Está surgiendo un nuevo modelo de sociedad: la sociedad del envejecimiento, de la longevidad
El 11 de julio se celebró el Día mundial de la población, establecido por el Programa de la ONU para el Desarrollo en 1989, a fin de favorecer la toma de conciencia de los problemas demográficos globales. En torno a esa fecha, dos años antes, la tierra había llegado a los cinco mil millones de habitantes.
Esa misma jornada se festejaba a san Benito de Nursia, copatrono de Europa. La coincidencia del santoral laico con el calendario litúrgico católico, me llevó a pensar en una de las cuestiones más graves que sufre el viejo continente. Por desgracia, apenas la abordan los líderes políticos: es como un convidado de piedra en batallas escudadas en el miedo a que la inmigración afecte negativamente a las identidades nacionales. Ciertamente, no es asunto de menor cuantía. Lo experimenté en mi último paseo por el centro de Barcelona hace dos o tres años: pensé que no era Madrid el enemigo de la identidad catalana, sino la absorción de tiendas y servicios por una legión de comerciantes de países sobre todo orientales.
En mi juventud, la cuestión demográfica se planteaba desde América y la sede neoyorquina de la ONU: unidas al universal Club de Roma, lanzaban grandes presiones a favor del crecimiento cero y en contra de la explosión demográfica, del boom de la población mundial. El maltusianismo dominante ahogaba voces científicas ponderadas, como las de Colin Clark o Alfred Sauvy, más preocupados ya −aun a contracorriente− por el fenómeno del envejecimiento. El tiempo les ha dado la razón que la opinión les negaba entonces.
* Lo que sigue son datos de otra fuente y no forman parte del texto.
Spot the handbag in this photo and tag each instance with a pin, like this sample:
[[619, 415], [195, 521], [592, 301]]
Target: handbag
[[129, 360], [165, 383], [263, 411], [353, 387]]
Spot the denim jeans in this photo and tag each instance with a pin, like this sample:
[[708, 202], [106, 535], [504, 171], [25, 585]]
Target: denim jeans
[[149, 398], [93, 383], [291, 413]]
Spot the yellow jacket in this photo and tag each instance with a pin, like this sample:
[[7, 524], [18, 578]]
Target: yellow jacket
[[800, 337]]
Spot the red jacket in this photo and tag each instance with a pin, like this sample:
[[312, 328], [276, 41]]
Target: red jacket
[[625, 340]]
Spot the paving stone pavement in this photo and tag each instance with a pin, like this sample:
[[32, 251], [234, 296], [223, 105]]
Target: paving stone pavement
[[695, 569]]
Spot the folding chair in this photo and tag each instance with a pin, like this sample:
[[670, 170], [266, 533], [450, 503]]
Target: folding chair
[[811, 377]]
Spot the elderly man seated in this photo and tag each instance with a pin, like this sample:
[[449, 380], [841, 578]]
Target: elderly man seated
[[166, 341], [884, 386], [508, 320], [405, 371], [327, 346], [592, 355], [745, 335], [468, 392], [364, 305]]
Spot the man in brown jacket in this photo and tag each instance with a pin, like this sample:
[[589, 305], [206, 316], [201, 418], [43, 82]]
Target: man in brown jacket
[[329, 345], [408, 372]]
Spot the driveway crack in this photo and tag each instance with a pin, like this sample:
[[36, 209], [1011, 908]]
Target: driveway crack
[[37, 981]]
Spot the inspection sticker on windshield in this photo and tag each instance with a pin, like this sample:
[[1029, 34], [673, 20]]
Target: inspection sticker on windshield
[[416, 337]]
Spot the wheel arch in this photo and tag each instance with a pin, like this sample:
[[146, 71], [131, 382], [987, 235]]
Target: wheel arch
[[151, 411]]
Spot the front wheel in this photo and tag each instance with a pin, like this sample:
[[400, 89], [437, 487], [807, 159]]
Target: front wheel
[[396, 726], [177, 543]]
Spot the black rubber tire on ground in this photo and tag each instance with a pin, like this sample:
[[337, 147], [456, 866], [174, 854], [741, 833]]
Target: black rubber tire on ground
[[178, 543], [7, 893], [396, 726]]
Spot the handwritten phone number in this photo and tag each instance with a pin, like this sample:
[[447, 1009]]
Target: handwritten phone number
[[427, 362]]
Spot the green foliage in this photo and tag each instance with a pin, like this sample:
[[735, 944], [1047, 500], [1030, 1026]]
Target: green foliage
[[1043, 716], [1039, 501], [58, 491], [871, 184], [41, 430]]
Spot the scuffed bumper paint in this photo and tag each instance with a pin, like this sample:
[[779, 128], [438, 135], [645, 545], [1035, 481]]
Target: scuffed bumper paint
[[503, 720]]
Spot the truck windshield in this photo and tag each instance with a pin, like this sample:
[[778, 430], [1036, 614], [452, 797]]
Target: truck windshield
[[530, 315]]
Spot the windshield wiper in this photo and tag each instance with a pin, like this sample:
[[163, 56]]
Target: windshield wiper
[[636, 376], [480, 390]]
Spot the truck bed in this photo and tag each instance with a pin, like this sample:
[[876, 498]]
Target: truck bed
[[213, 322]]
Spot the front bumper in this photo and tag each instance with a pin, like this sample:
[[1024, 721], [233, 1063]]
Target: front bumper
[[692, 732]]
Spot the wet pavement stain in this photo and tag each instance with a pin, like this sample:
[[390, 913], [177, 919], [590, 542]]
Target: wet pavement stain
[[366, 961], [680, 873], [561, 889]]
Eurostat, el servicio estadístico de la Unión Europea, acaba de difundir una noticia sobre la población del viejo continente: en conjunto, 2018 ha sido el segundo año consecutivo con nacimientos inferiores a las muertes; el balance negativo se supera −del total de habitantes en 2018, 512,4 millones, a 513,5 en 2019− gracias al flujo migratorio. Existen diferencias entre los diversos países, debidas a enfoques culturales, volumen real de la inmigración y disparidad de políticas familiares. Pero los datos confirman que el declive se acentúa en los países del norte y del este, y en los mediterráneos.
La incidencia de políticas públicas favorables a la maternidad parece determinante en las tasas de fecundidad: explican por qué Irlanda consigue el primer puesto, con 12,5 nacimientos por mil habitantes, seguida de Suecia, Francia y Reino Unido, con 11,4, 11,3 y 11. A la cola, Italia con 7,3 de tasa −y un descenso del 2,1% de habitantes en 2018−, precedida por España, Grecia y Portugal, con 7,9, 8,1 y 8,5. La media europea está en 9,7.
Más difícil resulta valorar el número de fallecimientos: de nuevo, Irlanda es el país de cabeza (6,4 muertes por cada mil habitantes), seguida de Chipre (6,6) y Luxemburgo (7,1). Italia queda al final, sólo superada por Letonia y Bulgaria, con 15 y 15,4. España se sitúa casi en la media europea, con 9,1, aunque sigue líder en esperanza de vida. La mortalidad no parece depender sólo del sistema de sanidad.
Eurostat subraya que la población europea aumenta gracias a los hijos de las inmigrantes. Pero el fenómeno no asegura el futuro, si se aceptan las conclusiones de un reciente estudio aparecido en el número de julio-agosto de Population & Sociétes, la revista del Instituto nacional de estudios demográficos de París, que analiza de modo específico las tasas de fecundidad en Francia. Entre otras razones, porque la de las madres de la segunda generación −hijas de inmigrantes nacidas ya aquí− tiende a equipararse con la de las nacionales, de modo semejante a las que llegaron a Europa a una corta edad.
En la mitad de los países europeos, las inmigrantes contribuyen a aumentar la tasa de fecundidad. Pero en uno de cada cuatro, su número no es suficiente para modificarla, como sucede en la mayoría de los antiguos países comunistas del centro o del este de Europa. Incluso, en algunos −Islandia o Dinamarca− disminuyen la tasa nacional. Un caso singular es Holanda, donde las inmigrantes representan una parte importante de la población, pero no influyen estadísticamente, porque su tasa de fecundidad apenas difiere de la nativa.
Los autores del estudio insisten en que se han limitado a reunir y analizar los hechos, dejando de lado los aspectos ideológicos. Algunos respirarán tranquilos al ver que la inmigración no pone en peligro la identidad nacional. Pero los datos no dejan de exigir máxima responsabilidad en materia de políticas de familia y sanidad. Porque, como han escrito en un libro tres importantes economistas del país vecino, está surgiendo un nuevo modelo de sociedad: la sociedad del envejecimiento, de la longevidad.